Orsala’s keen eyes grew even sharper. “Does this have something to do with your grandmother?”

Ava nodded.

“I knew it.” Orsala said, “Rhys, that trip you were going to make to the archives. Do it now.”

“But—”

“Now.”

Muttering about bossy women, the other scribe left the room and shut the door.

“Before we start with anything else,” Orsala said, “Ava and Rhys are both correct, Malachi. You need to complete the ritual. Now is as safe a time as any. There is little Grigori activity in the city, and Ava has become known to the Irin hierarchy. Rumors about her history are starting to circulate. She is quite obviously mated, but for the two of you to reach your full potential together, you need to be marked. It might also hasten the return of your power, which we need.”

He looked down at his chest. “She sings to me. It’s helping.”

“It’s not enough.” The old singer leaned forward. “Stop being so stubborn! Let her protect you too. That is what the mating bond was intended it to be.”

“I lost everything when I returned to earth. Ava was all I had. She says I help her remain sane against the voices? Her voice is the only reason I didn’t lose my mind when I lost my memories.” He felt Ava’s hand curl into his, and he squeezed it tight. “Do you truly not understand why I don’t want to take a chance?”

“You are holding her back if you don’t. And holding yourself back as well.” She held up a hand when he opened his mouth again. “Just think about it. Don’t hold your mate back because you allow your fear to rule you. Now is not the time for defense, but offense.”

Orsala’s words were a mirror of his own. Only she was challenging Malachi personally, not the Irin race as a whole.

And Malachi had no defense.

Damn.

“YOU already know that my grandmother is Jaron’s child.” Ava started the story after Orsala had called for coffee. “But… she is also Volund’s mate.”

Orsala sat back and her mouth fell open. “Heaven above.”

Malachi kept his arm around Ava’s shoulders.

“It was not by choice,” she said. “Volund took her from Jaron’s protection. He raped her.”

“And he marked her?” Orsala said.

Ava nodded. “He wanted to know if it was possible.”

“It is.” Orsala blinked. “But there would have been no need for it to be violent. Volund is an archangel. He could have seduced—”

“He didn’t,” Malachi said. “I didn’t see the vision she sent Ava until afterward when she shared it with me, but it was not a seduction. Volund wanted to terrorize her, and he did.”

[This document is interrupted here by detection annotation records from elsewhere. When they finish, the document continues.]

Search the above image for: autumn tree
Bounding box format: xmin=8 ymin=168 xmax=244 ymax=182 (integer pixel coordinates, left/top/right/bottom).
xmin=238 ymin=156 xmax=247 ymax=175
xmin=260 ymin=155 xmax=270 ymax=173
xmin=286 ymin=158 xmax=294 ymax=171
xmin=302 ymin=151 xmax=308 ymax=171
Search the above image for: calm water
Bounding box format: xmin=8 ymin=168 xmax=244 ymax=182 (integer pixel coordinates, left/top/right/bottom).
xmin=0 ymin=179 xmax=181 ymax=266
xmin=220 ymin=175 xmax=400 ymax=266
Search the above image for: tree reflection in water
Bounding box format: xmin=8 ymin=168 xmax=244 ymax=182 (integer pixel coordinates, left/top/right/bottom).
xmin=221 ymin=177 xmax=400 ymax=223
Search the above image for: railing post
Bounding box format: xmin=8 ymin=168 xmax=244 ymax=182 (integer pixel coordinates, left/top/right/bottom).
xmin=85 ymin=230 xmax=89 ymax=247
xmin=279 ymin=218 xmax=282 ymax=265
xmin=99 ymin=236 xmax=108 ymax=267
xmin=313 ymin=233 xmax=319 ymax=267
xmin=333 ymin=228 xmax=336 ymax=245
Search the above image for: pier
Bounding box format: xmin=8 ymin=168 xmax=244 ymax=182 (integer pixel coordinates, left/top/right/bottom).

“I suppose…” Orsala’s face was bleak. “I’ll admit I suspected something of that nature, though I never imagined rape.”

“What do you mean?” Ava asked.

“Your blood.” She shook her head. “It never made sense for you to have so much magic with so little of your blood angelic. The Grigori sire children with human women, and they are not magical. Geniuses, yes. Great artists who are often unstable. Not like you. But you’re not a normal Grigori—or Grigora in this case—child. You don’t have one angel in your line, but two. Your great-grandfather and your grandfather. And both are archangels. It changes things.”

“How?” Malachi asked.

Orsala looked at Malachi. “Do you remember when I had Rhys get the copy of Gabriel’s Old Tales for me?”

“Back in Istanbul. Yes.”

“The fairy tales?” Ava asked.

“They’re not fairy tales in the human sense,” Orsala said. “These are more like… legends. Folk tales, I suppose.”